– Ya lo veo, cariño. Y doy gracias a Dios por tu increíble recuperación. La verdad es que… -miró a Tracey intranquila- está esperando otro bebé y se marea mucho y vomita por las mañanas.
– ¡Ay, pobre! Le pasó lo mismo con Alex. Pero, ¡qué bonito tiene que ser estar embarazada!, ¡ser una mamá! -exclamó con ilusión y tristeza a la vez. Tenía la sensación de que ella jamás llegaría a formar una familia-. ¿Está Bruce nervioso?

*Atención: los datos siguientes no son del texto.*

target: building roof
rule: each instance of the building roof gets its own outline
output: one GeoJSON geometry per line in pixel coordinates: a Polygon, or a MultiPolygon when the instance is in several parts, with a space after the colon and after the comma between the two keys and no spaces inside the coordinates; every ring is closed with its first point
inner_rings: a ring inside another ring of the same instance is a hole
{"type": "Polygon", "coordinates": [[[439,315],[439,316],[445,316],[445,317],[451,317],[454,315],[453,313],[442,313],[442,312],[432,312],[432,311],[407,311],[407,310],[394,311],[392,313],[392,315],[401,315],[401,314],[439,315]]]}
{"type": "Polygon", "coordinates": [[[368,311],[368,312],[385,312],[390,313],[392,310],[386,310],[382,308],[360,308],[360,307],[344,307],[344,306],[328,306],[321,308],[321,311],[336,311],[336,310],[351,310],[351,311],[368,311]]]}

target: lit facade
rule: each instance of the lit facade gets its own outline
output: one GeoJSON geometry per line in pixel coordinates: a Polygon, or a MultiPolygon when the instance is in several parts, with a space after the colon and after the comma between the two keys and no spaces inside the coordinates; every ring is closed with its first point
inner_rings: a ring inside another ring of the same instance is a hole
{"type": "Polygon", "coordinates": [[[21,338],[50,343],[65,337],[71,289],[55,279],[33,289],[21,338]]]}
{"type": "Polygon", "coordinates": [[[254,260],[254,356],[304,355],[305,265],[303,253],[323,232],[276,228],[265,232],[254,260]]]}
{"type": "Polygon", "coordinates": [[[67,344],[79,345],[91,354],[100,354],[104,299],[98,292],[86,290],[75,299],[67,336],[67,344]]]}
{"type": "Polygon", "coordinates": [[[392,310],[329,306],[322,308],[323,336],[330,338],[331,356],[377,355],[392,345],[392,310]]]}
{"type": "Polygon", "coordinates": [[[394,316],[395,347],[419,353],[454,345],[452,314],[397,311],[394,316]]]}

– Me temo que está demasiado ocupado pensando como malgastar dinero y arruinar a toda la familia como para darse cuenta de lo que está pasando. Espero que reaccione antes de que sea demasiado tarde.
– Yo también -Tracey se puso de pie de golpe-. ¿Qué te parece si vamos a Sausalito en cuanto me dejen salir y les damos una sorpresa? ¡Me muero de ganas por ver a Alex! He tenido que pasar en coma su segundo cumpleaños… De verdad, estoy deseando salir de aquí. No quiero parecer desagradecida: todo el mundo me dice que soy un milagro viviente y los creo. Y todos se han portado de maravilla conmigo… Pero tengo la sensación de que llevo toda mi vida encerrada entre estas cuatro paredes. Estoy empezando a tener claustrofobia.
– ¡Natural! Yo también me sentiría así -comentó Rose mientras pasaba un brazo por encima de los hombros de Tracey-. Los médicos sólo quieren que sigas aquí un poco más de tiempo.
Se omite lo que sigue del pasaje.